Pensions reforms should benefit the majority of employees

For myriad factors, such as low earnings or lack of awareness, many people are neglecting to pay into a pension fund. As a result, the government has introduced a major reform, which has been active from October 1 2012. Over the next five years, employers will be required to automatically enrol workers into pension schemes if they are over the age of 22 and earn in excess of £8,105.

The reform will apply to all employers, but will begin with the largest companies. This new policy has been kick-started with a major television advertising campaign, featuring well-known employers, such as Dragons’ Den star Theo Paphitis.

The guidelines are that all workers will automatically enrol in a pension scheme if they do not already have a scheme with their employers, are over 22 but below State Pension age and work or usually work within the UK.

Presently, it is a worker’s responsibility to join a pension scheme, and as a result many fail to make an application to join their employers’ scheme and are therefore without a pension.

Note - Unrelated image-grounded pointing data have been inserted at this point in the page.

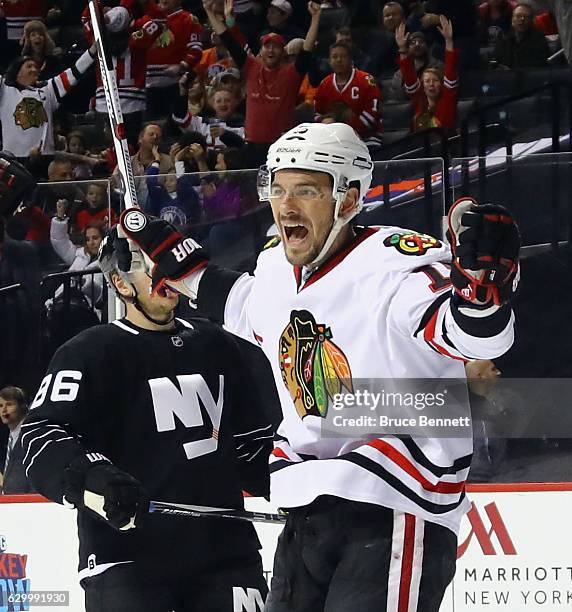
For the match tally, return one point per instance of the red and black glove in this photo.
(93, 484)
(174, 256)
(485, 242)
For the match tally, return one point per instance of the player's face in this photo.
(392, 17)
(151, 136)
(431, 85)
(223, 104)
(340, 61)
(271, 54)
(417, 48)
(9, 412)
(28, 74)
(303, 208)
(37, 39)
(93, 239)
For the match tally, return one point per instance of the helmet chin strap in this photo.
(134, 299)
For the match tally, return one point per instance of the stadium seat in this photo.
(397, 116)
(488, 83)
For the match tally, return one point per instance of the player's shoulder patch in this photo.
(273, 242)
(411, 243)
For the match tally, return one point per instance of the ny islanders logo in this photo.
(14, 585)
(313, 368)
(412, 244)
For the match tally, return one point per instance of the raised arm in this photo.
(219, 26)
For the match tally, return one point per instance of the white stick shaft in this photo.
(109, 78)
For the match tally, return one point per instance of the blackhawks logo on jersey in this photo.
(313, 368)
(412, 244)
(165, 39)
(30, 113)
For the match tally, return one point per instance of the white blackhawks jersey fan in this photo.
(380, 308)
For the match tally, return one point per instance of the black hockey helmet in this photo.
(16, 183)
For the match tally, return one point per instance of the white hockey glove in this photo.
(485, 242)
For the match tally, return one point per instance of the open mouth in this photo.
(295, 234)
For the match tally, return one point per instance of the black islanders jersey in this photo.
(176, 409)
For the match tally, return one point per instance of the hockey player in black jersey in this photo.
(373, 520)
(152, 407)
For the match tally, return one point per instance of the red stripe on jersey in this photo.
(392, 453)
(429, 336)
(406, 563)
(334, 261)
(166, 243)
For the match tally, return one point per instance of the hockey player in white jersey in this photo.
(372, 521)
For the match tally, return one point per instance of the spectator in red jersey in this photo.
(226, 128)
(38, 44)
(278, 19)
(150, 139)
(95, 208)
(381, 45)
(351, 96)
(16, 14)
(271, 85)
(422, 59)
(177, 50)
(78, 257)
(495, 18)
(524, 46)
(435, 95)
(546, 23)
(129, 48)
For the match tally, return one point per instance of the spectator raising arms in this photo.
(524, 46)
(435, 96)
(38, 44)
(271, 86)
(495, 17)
(177, 49)
(27, 106)
(224, 129)
(95, 208)
(351, 96)
(129, 48)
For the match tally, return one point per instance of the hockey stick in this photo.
(109, 78)
(156, 507)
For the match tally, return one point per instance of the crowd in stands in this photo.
(207, 85)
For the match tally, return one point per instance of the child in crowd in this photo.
(226, 128)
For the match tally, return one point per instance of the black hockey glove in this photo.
(174, 256)
(94, 484)
(485, 242)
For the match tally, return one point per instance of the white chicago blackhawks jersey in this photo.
(380, 309)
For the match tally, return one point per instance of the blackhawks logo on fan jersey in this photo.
(313, 368)
(30, 113)
(412, 244)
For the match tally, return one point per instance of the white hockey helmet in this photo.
(334, 148)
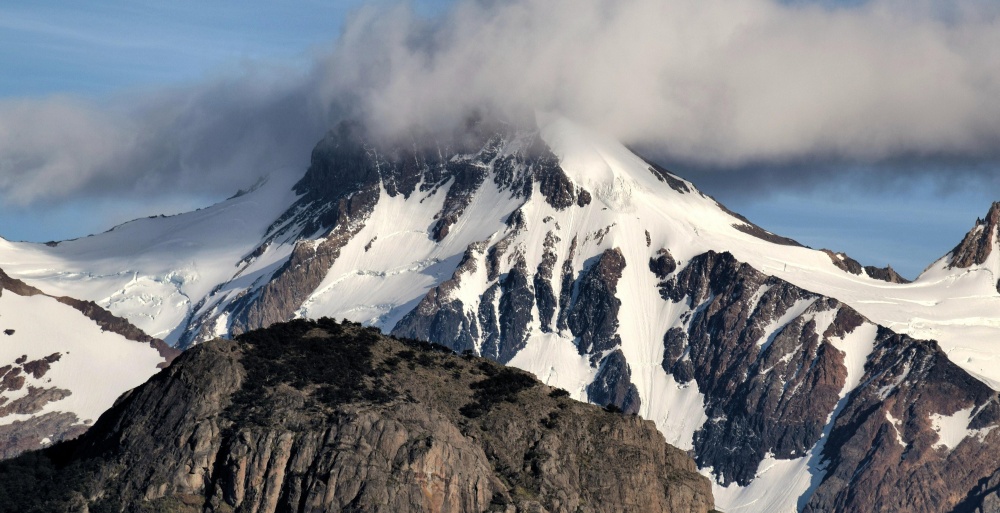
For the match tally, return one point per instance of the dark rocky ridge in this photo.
(848, 264)
(772, 398)
(776, 398)
(878, 465)
(365, 423)
(977, 245)
(21, 435)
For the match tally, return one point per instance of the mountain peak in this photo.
(977, 245)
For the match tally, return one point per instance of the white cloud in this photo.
(712, 82)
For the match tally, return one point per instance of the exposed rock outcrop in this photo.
(363, 424)
(848, 264)
(977, 245)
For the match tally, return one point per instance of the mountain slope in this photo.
(63, 362)
(364, 424)
(559, 251)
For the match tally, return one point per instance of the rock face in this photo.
(31, 414)
(348, 176)
(848, 264)
(326, 417)
(978, 243)
(919, 435)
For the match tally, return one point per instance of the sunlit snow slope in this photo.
(558, 250)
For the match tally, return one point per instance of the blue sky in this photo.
(118, 65)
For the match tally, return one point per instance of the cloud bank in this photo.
(714, 84)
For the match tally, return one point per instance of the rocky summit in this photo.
(798, 379)
(321, 416)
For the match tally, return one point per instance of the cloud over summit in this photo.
(715, 83)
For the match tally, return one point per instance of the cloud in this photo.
(752, 85)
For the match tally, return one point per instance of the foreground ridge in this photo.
(308, 416)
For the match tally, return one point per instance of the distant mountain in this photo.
(326, 417)
(63, 362)
(799, 378)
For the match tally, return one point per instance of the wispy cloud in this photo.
(750, 84)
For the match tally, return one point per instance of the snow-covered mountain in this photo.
(63, 362)
(799, 378)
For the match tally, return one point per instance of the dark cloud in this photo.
(775, 93)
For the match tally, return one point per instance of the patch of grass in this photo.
(502, 385)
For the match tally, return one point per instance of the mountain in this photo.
(799, 378)
(63, 362)
(320, 416)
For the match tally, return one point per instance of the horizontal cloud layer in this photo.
(712, 83)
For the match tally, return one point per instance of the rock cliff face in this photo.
(977, 245)
(327, 417)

The reform brings in automatic enrolment so all workers benefit from a pension scheme without having to worry about starting or maintaining one. Under the new scheme an employer will match whatever an employee puts, meaning the retirement fund should be larger when the worker starts claiming their pension.

Employees have another perk too: even if they do not qualify to be automatically enrolled, such as being under 22 or earning less than £8,105, if they ask to join the employer must allow them to do so.

Similarly, if you would like to opt out of the scheme, you are free to do so at any point. There is also a certain point, and the employer will know the deadline, whereby if you opt out you are refunded any payments already made.

If you leave the scheme after the deadline the money remains in your pension pot and you can collect it upon retirement. Moreover, if you do leave and later decide you want to re-enrol, your employer must allow you to do so, and they also have a duty to enrol you automatically every three years after you opt out, so that you can reconsider your decision.

From a worker’s perspective, the plan is full of perks – you will have a guaranteed retirement fund and  an opt out if you want to. But how does it affect employers?

The reform does mean extra work for employers, because they will need to identify any eligible workers on their payroll and ensure they are set up for automatic enrolment, plus automatically enrolling them every three years if they opt out of the scheme.

It will, however, be easier for employers who have an existing scheme in place already, as it can be used or adapted to fit the new guidelines, but those employers without one will need to start from scratch.

Employers also have the duty to write to all qualifying workers and explain what the reform means for them, but each category of worker has different information requirements.

Thus, the initial duties for employers are relatively high with a learning curve to master. Once everything is in place, though, it is simple to proceed and everything should happen automatically.

Employers and employees will need to be aware of the rights of workers, such as being able to opt out and opt in at any point. Thankfully, the policy is rather straightforward, and the government has gone to great lengths to explain it on its website.